The problem

I’ve had a lot of time on my hands recently, because my internet has been broken. During that time, I wanted to become familiar with pyTorch, because it’s neat. I’m also very interested in GANs and adversarial learning in general. I always have trouble getting adversarial learning to work, it’s quite fiddly, with entire pages devoted to tips and tricks, including that the GAN objective everyone writes about is not the one they use. So, with that in mind, I wanted to take the complexity down a notch, by writing an “adversarial infiller”, that takes an image with a part missing, and fills in that missing part.

The code

You can check out the code on github.

I use luigi to manage the task structure. It’s also presented little cleaner here than in the repo - that’s just because I played around with a few ideas before settling on this approach. Happy reading!

The network

The generator

The generator takes an image with a hole in it, and tries to fill in the hole:

     INPUT                         
+--------------+                   
|              |                   
|    +----+    |         +----+    
|    |????|    |   -->   |    |    
|    +----+    |         +----+    
|              |                   
+--------------+                   

The image is a four channel image. The fourth channel is set to 1 in the missing section, and zero elsewhere.

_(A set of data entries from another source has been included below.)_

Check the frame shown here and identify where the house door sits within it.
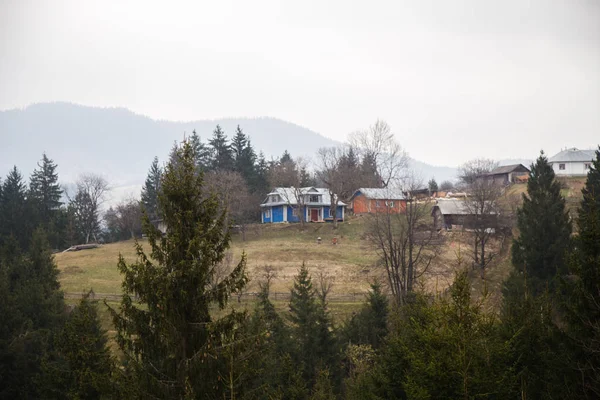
[310,208,319,222]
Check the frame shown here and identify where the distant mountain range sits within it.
[0,102,468,202]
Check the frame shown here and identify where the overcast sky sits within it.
[0,0,600,165]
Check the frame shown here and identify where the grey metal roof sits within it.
[488,164,529,175]
[548,147,595,163]
[435,200,470,215]
[352,188,406,200]
[260,187,346,207]
[434,199,495,215]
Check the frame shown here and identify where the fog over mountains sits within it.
[0,102,521,203]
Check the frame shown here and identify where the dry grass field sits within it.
[55,218,376,294]
[55,178,584,328]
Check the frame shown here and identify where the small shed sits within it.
[483,164,531,186]
[350,188,406,215]
[548,147,596,176]
[431,200,498,230]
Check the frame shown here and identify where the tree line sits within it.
[0,136,600,399]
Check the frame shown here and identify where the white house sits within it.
[548,147,596,176]
[260,187,346,224]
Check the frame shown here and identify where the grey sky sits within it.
[0,0,600,165]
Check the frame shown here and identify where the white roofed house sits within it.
[548,147,596,176]
[260,187,346,224]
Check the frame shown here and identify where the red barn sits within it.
[350,188,406,215]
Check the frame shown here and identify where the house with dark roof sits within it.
[548,147,596,176]
[260,187,346,224]
[482,164,531,186]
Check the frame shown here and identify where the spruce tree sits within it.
[29,153,63,228]
[190,130,211,171]
[564,148,600,398]
[249,151,271,196]
[279,150,294,164]
[343,282,388,349]
[28,153,64,249]
[0,229,65,398]
[231,125,256,187]
[208,125,234,171]
[142,157,162,221]
[512,152,571,295]
[39,291,116,399]
[111,141,247,398]
[0,166,29,249]
[427,178,438,193]
[288,263,335,387]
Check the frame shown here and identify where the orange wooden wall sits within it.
[352,194,406,214]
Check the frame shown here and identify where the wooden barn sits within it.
[431,200,498,230]
[350,188,406,215]
[483,164,531,186]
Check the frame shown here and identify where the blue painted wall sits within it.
[287,207,300,222]
[263,206,344,224]
[271,206,283,222]
[263,207,273,224]
[323,206,343,219]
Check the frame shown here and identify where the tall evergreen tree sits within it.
[29,153,63,225]
[190,130,211,171]
[249,151,271,196]
[289,263,335,387]
[565,148,600,399]
[0,166,29,249]
[512,152,571,295]
[38,292,116,399]
[343,282,388,349]
[231,125,256,186]
[279,150,294,164]
[111,141,247,398]
[142,157,162,221]
[28,153,65,249]
[208,125,234,171]
[0,229,65,398]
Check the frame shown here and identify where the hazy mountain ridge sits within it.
[0,102,456,191]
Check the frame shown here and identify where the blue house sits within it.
[260,187,346,224]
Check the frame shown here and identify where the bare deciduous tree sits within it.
[460,159,502,279]
[367,174,440,305]
[317,147,351,229]
[205,171,258,240]
[67,174,110,243]
[115,197,142,239]
[272,157,308,229]
[458,158,498,186]
[349,120,408,187]
[317,268,335,304]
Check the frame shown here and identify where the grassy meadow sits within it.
[55,178,584,330]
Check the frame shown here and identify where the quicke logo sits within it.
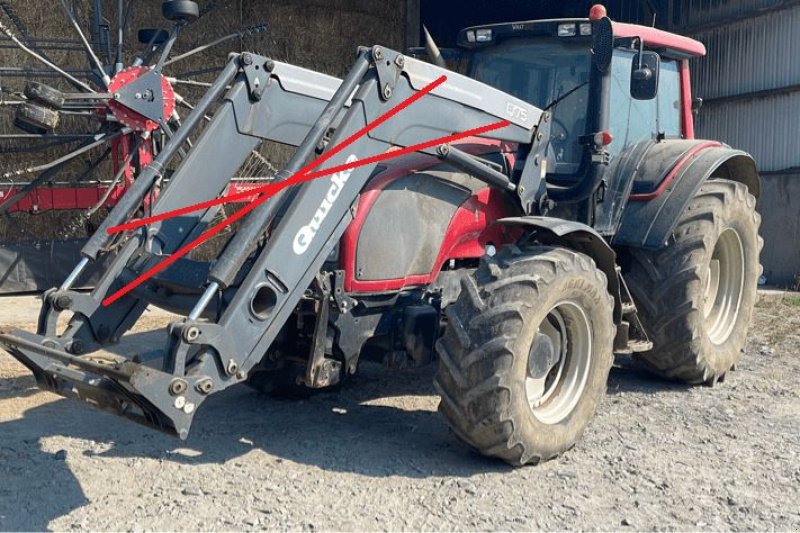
[292,155,358,255]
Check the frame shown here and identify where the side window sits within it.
[608,50,681,156]
[657,58,681,138]
[608,50,658,156]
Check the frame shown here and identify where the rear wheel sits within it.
[626,180,763,384]
[434,247,614,465]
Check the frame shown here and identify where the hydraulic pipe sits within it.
[437,144,517,192]
[209,50,370,288]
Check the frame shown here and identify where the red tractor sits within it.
[0,6,761,465]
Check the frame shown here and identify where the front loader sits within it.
[0,7,760,464]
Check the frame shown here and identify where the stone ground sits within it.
[0,296,800,531]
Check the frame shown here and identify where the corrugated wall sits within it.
[675,0,791,28]
[673,0,800,286]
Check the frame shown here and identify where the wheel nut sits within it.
[172,396,186,410]
[183,326,200,342]
[169,379,189,396]
[195,379,214,394]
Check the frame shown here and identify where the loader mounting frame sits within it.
[0,46,542,438]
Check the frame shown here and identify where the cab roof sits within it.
[458,18,706,59]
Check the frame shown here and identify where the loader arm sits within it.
[0,47,542,438]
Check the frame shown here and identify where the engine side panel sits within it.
[340,156,518,292]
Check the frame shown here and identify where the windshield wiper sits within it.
[542,81,589,111]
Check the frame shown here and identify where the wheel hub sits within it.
[703,229,745,345]
[525,301,592,424]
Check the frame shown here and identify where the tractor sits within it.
[0,2,762,465]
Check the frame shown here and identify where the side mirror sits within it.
[592,17,614,72]
[631,51,661,100]
[692,98,703,115]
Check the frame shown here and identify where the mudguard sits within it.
[495,216,622,324]
[611,140,761,250]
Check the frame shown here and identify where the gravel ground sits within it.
[0,299,800,531]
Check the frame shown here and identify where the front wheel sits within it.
[434,246,615,465]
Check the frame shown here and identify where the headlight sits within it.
[558,24,576,37]
[475,29,492,43]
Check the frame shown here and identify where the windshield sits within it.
[469,38,591,174]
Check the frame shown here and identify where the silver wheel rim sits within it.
[703,225,744,345]
[525,300,592,424]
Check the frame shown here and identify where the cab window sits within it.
[608,49,681,155]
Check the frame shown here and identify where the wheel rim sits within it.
[525,300,592,424]
[703,225,744,344]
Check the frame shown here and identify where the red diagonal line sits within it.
[107,75,447,234]
[103,120,510,305]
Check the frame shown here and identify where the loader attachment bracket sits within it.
[0,331,205,439]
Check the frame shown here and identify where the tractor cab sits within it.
[450,5,705,183]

The network is quite small and simple

class Generator(torch.nn.Module):
    def __init__(self):
        super(Generator, self).__init__()
        self.conv1 = nn.Conv2d(4, 64, 5, padding=3)
        self.conv2 = nn.Conv2d(64, 128, 7)
        self.conv3 = nn.Conv2d(128, 128, 3)
        self.conv4 = nn.Conv2d(128, 3, 3)

    def forward(self, x, missing):
        x = torch.cat([x, missing], 1)
        x = nn.LeakyReLU()(self.conv1(x))
        x = nn.LeakyReLU()(self.conv2(x))
        x = nn.LeakyReLU()(self.conv3(x))
        x = nn.LeakyReLU()(self.conv4(x))
        return x

The x is the image, and the missing is the fourth channel mentioned above.

The discriminator

The disciminator simply takes entire image (both the patch and the context it came from), and predicts whether or not it is real or generated (1 or 0)

It’s quite simple as well:

class Checker(torch.nn.Module):
    def __init__(self):
        super(Checker, self).__init__()
        self.conv1 = nn.Conv2d(3, 32, 3)
        self.conv2 = nn.Conv2d(32, 64, 5)
        self.l1 = nn.Linear(64, 32)
        self.l2 = nn.Linear(32, 1)

    def forward(self, x):
        x = nn.MaxPool2d(2)(nn.LeakyReLU()(self.conv1(x)))
        x = nn.MaxPool2d(2)(nn.LeakyReLU()(self.conv2(x)))
        size = x.size()
        x = x.view(size[0], size[1]*size[2]*size[3])
        x = nn.LeakyReLU()(self.l1(x))
        x = nn.Sigmoid()(self.l2(x))
        return x

Side note on pytorch

I’ve found pytorch to be easier to use than tensorflow. Because the graph is built dynamically, it’s a lot easer to debug and fiddle with. I can add print statements to parts of the code, for example.. Never underestimate the debugging power of a well placed print statement.

One thing that did trip me up: pytorch totally lets you do numpy style assignment like this:

mat[4:6] = [1,2]

however, this will not propate gradients. Instead, you need to concatenate the data:

mat_new = torch.cat([mat[:4], [1,2], mat[6:]], 0)

Training

To train the code, I basically built two optimizers:

generator = Generator()
checker = Checker()
generator_opt = optim.Adam(generator.parameters())
checker_opt = optim.Adam(checker.parameters())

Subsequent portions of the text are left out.